Long-term data underscored the sustained effectiveness and safety of two approved advanced therapies, mirikizumab, a selective IL-23p19 monoclonal antibody, and risankizumab in Crohn’s disease.

• In the ongoing 3-year VIVID-2 extension study (NCT04232553), mirikizumab maintained high levels of efficacy among Week-52 endoscopic non-responders who received reinduction then continued maintenance. By Week 152, 78.8%/62.0% (observed cases [OCs] and modified nonresponder imputation [mNRI], respectively) had achieved Crohn’s Disease Activity Index (CDAI) remission and 76.1%/59.9% (OC/mNRI) had achieved corticosteroid-free CDAI remission. In addition, 62.5%/48.0% (OC/mNRI) achieved bowel urgency (BU) clinically meaningful improvement (CMI), and 46.9%/36.7% (OC/mNRI) achieved BU remission. Of patients who achieved the specified endpoint at Week 52, there were high maintenance rates of CDAI and BU remission at Week 152, with some patients who didn’t meet the endpoint at Week 52 gaining remission over time. Inflammatory biomarkers continued to improve, and the safety profile remained consistent with earlier phases.

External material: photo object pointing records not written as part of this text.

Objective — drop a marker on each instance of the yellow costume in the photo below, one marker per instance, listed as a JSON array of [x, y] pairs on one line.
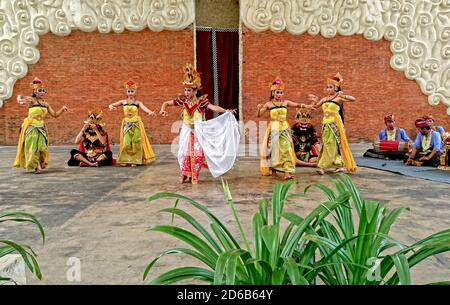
[[135, 147], [32, 148], [277, 152], [335, 150], [277, 148]]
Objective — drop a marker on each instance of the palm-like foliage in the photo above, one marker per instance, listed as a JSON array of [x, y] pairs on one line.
[[341, 252], [271, 258], [27, 253], [362, 252]]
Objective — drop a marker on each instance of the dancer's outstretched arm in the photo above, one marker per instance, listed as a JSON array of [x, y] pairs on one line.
[[114, 105], [297, 105], [346, 98], [163, 111], [261, 109], [219, 109], [146, 110], [24, 100], [54, 113]]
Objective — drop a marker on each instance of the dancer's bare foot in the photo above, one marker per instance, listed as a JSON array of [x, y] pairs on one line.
[[287, 176], [38, 169], [183, 179], [321, 172]]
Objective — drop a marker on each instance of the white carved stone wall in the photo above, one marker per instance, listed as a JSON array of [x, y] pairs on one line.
[[22, 21], [419, 31]]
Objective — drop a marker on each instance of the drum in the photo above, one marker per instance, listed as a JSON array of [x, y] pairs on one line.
[[385, 146]]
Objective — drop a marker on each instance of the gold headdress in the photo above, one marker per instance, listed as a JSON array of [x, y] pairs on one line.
[[192, 77], [95, 117], [37, 83], [277, 84], [303, 115], [130, 85], [336, 81]]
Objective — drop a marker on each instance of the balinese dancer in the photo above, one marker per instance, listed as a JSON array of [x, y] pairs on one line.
[[94, 147], [32, 150], [392, 142], [306, 142], [427, 147], [209, 144], [135, 148], [335, 154], [277, 151]]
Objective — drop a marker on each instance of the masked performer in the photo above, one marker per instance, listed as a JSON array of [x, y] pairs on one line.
[[135, 148], [32, 150], [428, 146], [392, 143], [434, 127], [277, 151], [94, 144], [210, 144], [335, 154], [306, 142]]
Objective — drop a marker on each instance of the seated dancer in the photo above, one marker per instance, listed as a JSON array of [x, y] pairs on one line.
[[277, 150], [211, 144], [427, 148], [94, 144], [432, 121], [306, 142], [135, 148], [392, 143], [32, 148]]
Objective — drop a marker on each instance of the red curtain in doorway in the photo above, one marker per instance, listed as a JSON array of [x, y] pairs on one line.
[[205, 65], [221, 45], [228, 69]]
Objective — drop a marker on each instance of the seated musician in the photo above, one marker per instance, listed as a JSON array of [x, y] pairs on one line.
[[306, 142], [94, 147], [392, 143], [445, 157], [427, 148], [434, 127]]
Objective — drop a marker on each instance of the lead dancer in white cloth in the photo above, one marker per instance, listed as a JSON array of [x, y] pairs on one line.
[[215, 141]]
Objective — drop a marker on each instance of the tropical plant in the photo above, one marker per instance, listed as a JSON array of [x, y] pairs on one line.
[[273, 257], [345, 251], [25, 251], [362, 252]]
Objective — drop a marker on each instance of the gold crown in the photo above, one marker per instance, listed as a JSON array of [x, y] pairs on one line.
[[130, 85], [37, 83], [277, 84], [192, 77], [303, 114], [336, 81], [94, 117]]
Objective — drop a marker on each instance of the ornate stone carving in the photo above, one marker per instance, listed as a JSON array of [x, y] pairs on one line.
[[22, 21], [419, 31]]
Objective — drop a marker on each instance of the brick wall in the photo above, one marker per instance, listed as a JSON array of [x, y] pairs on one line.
[[304, 62], [87, 70]]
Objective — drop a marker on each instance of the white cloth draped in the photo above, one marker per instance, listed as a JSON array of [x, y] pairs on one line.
[[219, 139]]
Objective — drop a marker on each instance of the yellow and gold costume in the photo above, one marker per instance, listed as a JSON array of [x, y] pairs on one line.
[[335, 151], [278, 149], [32, 148], [135, 147]]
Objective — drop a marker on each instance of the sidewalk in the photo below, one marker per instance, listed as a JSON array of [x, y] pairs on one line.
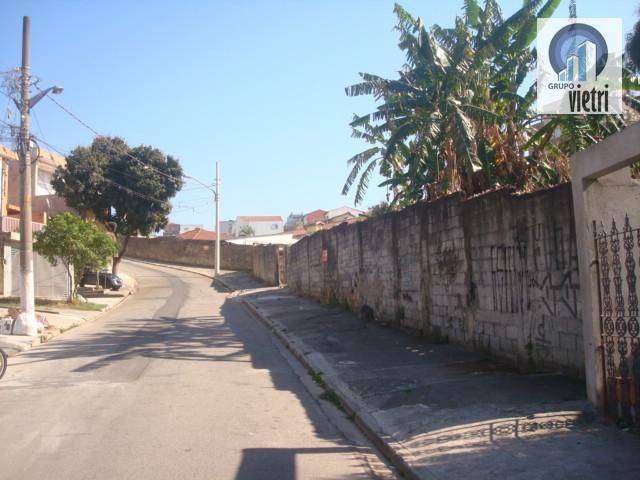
[[61, 320], [439, 411]]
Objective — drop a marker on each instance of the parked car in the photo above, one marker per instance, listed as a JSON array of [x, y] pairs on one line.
[[104, 279]]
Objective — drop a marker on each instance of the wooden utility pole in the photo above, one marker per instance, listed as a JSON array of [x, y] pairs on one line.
[[27, 286], [217, 218]]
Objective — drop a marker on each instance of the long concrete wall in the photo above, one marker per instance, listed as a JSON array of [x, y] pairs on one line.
[[496, 273], [200, 253]]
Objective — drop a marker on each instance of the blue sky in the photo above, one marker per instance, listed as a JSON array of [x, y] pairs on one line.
[[255, 85]]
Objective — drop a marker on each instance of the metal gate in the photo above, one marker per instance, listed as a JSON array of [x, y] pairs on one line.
[[618, 256]]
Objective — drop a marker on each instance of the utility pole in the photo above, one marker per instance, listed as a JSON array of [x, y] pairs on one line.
[[217, 218], [27, 287]]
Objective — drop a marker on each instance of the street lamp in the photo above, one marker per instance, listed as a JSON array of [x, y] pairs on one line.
[[27, 285]]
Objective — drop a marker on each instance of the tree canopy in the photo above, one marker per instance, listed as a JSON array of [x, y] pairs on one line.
[[77, 243], [460, 116], [126, 189]]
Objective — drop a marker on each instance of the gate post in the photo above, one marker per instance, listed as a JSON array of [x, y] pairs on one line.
[[614, 153], [588, 270]]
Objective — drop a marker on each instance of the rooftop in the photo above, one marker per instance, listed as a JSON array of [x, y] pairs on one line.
[[260, 218]]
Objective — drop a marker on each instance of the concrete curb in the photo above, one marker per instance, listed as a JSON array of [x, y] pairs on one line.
[[38, 340], [394, 451]]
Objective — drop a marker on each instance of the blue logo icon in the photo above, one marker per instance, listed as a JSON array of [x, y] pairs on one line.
[[578, 53]]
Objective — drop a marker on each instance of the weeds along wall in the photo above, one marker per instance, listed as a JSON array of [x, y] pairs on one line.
[[497, 273]]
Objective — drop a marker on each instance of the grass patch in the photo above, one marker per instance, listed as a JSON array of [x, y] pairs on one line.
[[317, 377], [66, 329], [41, 302], [333, 398]]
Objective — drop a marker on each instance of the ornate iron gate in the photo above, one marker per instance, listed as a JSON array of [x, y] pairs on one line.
[[618, 255]]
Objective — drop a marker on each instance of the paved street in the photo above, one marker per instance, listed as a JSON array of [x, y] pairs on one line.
[[178, 382]]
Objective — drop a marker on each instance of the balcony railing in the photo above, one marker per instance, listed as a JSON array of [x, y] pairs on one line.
[[11, 224]]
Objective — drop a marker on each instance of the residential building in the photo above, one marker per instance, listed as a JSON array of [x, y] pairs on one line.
[[226, 227], [51, 281], [200, 234], [340, 214], [174, 229], [314, 218], [261, 225], [45, 203], [294, 221], [284, 238]]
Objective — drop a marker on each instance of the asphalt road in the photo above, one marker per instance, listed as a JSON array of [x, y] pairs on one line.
[[179, 382]]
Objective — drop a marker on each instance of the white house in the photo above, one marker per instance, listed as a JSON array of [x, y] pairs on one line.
[[261, 225]]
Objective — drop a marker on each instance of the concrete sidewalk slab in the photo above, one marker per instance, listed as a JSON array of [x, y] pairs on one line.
[[439, 411], [61, 320]]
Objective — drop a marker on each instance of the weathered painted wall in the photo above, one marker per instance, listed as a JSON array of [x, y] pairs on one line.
[[497, 273], [199, 253], [265, 263]]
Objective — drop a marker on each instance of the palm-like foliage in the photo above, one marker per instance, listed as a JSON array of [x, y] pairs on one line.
[[459, 116]]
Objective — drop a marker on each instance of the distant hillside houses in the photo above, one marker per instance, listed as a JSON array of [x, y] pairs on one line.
[[269, 229]]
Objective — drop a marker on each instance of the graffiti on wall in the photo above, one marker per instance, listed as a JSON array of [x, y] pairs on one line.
[[537, 273]]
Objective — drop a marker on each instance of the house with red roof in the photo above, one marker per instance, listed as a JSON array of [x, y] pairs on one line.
[[258, 225], [201, 234]]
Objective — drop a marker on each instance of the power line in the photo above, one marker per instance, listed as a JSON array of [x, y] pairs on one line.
[[96, 133], [116, 184]]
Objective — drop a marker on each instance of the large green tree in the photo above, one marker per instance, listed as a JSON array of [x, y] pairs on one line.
[[75, 242], [460, 117], [633, 46], [126, 189]]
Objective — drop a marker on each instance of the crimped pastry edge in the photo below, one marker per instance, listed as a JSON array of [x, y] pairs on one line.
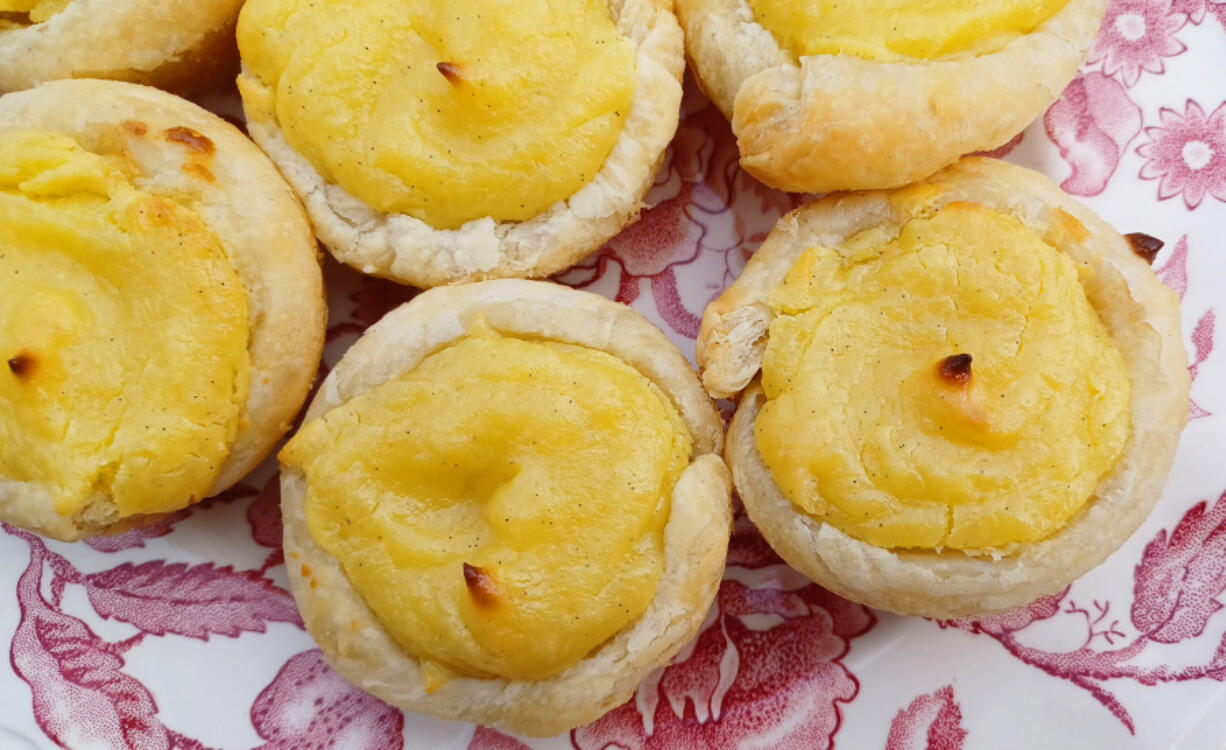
[[826, 123], [695, 537], [258, 221], [186, 45], [408, 250], [1142, 316]]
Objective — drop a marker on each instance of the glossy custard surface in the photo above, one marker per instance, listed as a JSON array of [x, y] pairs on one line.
[[900, 30], [951, 386], [500, 506], [444, 110], [123, 333]]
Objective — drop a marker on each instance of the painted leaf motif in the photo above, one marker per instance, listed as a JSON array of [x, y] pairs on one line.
[[310, 707], [81, 696], [932, 722], [1178, 579], [195, 602], [1012, 620], [1203, 340], [1092, 124], [135, 538]]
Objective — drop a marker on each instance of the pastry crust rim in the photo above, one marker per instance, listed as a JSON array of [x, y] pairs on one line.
[[276, 259], [801, 121], [407, 250], [695, 536], [1142, 316], [188, 44]]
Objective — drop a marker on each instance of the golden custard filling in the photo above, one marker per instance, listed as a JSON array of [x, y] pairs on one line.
[[23, 12], [949, 387], [502, 506], [448, 112], [124, 331], [893, 31]]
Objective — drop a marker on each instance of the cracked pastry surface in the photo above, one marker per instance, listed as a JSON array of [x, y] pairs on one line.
[[434, 143], [956, 397], [179, 44], [829, 96], [543, 514], [158, 340]]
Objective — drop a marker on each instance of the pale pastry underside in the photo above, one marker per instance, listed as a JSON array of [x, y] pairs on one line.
[[178, 44]]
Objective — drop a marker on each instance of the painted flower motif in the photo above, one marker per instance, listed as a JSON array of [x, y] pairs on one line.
[[703, 205], [1187, 153], [1195, 9], [766, 670], [1135, 36]]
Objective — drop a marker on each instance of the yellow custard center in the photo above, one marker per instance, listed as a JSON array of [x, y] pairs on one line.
[[900, 30], [444, 110], [123, 333], [500, 506], [20, 12], [877, 425]]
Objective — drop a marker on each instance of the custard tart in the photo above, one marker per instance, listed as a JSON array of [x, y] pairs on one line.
[[506, 506], [831, 96], [161, 306], [959, 396], [435, 142], [185, 45]]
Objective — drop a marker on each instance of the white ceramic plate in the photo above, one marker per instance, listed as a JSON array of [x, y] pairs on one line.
[[182, 635]]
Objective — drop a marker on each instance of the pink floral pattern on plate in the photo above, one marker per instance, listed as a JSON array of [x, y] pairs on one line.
[[780, 662]]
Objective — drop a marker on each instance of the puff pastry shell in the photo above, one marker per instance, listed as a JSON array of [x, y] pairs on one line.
[[408, 250], [1140, 315], [695, 536], [256, 219], [180, 44], [829, 123]]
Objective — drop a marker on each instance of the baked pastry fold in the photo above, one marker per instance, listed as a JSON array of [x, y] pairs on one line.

• In the SEQUENCE trial (NCT04524611) risankizumab was evaluated for durability of effectiveness through Week 148 in patients with moderate-to-severe CD who had previously failed anti-TNF therapy. Patients who achieved clinical remission by Week 8 demonstrated high long-term maintenance of key outcomes: 98.5% achieved CDAI remission and 88.1% maintained stool frequency/abdominal pain score remission at Week 148. Of patients who achieved endoscopic improvements at Week 24, 84.7% and 78.2% maintained endoscopic response and remission, respectively, and 67.3% maintained mucosal healing at Week 148.